Con tal motivo se prepararán más de 50 kilos del plato, elaborado con bacalao desalado, naranjas de temporada, cebolla, aceitunas, huevos duros y aceite de oliva, típico del norte de Extremadura en invierno por su frescura y mezcla de mar y tierra.
La fecha marca el fin simbólico del invierno más duro, junto a Las Candelas el 2 de febrero y la víspera de Santa Águeda el 4, anticipando la primavera con vinos de la Denominación de Origen Protegida Ribera del Guadiana.
Al igual que a San Antón, a San Blas, obispo de la ciudad armenia de Sebaste martirizado hacia el año 316, también se le suele representar con un cerdo a los pies, dado que, según sus hagiógrafos, aparte de salvar a un niño atragantado con una espina (por lo que se le considera protector contra los males de garganta), también devolvió la vida a un cerdo, apiadándose de una pobre viuda a la que un lobo le había arrebatado su único sustento, para a la postre, acabar comiéndoselo él mismo, ofrecido por la agradecida viuda para confortarle de los tormentos de su martirio.
El cerdo con el que se representa a San Antón, en un principio, simbolizaba al demonio, de sus famosas tentaciones, pero en la Edad Media, las órdenes monacales que tenían el privilegio de la cría de cerdos acabaron cambiándole el significado en beneficio de sus intereses.

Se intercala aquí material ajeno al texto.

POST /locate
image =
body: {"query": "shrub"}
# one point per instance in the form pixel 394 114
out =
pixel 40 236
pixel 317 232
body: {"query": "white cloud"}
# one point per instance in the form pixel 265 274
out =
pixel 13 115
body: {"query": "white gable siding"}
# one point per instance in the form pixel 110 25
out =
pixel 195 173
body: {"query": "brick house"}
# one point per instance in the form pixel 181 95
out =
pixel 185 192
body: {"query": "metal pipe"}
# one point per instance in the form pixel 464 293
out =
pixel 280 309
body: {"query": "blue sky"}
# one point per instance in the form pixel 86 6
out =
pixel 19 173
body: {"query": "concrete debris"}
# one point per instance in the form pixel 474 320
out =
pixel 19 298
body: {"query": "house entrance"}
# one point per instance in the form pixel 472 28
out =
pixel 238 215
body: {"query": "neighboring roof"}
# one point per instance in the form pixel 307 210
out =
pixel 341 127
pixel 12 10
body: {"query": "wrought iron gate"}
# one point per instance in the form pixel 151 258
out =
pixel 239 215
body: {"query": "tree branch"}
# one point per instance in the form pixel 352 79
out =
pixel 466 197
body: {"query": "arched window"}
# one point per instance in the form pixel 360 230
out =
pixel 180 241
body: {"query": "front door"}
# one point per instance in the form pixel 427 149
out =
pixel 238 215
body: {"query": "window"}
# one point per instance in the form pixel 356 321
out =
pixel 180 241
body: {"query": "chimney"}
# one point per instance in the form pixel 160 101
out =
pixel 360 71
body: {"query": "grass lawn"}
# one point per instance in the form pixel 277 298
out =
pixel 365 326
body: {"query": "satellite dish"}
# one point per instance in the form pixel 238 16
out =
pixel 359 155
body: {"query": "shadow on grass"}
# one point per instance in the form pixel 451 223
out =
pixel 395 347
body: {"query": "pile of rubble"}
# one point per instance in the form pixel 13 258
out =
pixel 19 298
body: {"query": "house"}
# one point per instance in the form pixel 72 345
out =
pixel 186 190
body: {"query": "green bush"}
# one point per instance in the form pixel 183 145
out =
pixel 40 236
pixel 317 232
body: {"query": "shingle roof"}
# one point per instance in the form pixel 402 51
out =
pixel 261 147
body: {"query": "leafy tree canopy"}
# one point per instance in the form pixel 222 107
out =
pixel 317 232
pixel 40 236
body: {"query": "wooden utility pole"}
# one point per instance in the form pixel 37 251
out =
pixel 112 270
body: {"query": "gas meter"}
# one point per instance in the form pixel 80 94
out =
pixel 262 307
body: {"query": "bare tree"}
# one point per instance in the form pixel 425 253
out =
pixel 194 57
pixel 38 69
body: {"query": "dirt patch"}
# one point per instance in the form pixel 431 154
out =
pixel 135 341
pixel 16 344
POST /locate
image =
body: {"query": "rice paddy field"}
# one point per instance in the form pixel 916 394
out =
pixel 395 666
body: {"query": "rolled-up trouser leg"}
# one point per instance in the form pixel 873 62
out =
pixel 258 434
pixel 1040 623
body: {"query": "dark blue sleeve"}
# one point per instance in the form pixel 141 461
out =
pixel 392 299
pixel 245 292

San Blas es considerado el santo patrón de los cerdos y animales montaraces, y San Antón de los domésticos. De hecho, el tiempo transcurrido entre la festividad de San Antón (17 de enero) y la de San Blas (3 de febrero), por razones de conservación, entonces tan solo dependientes del frío invernal, era considerado como el más apropiado para realizar las ‘txarribodas’ o matanzas.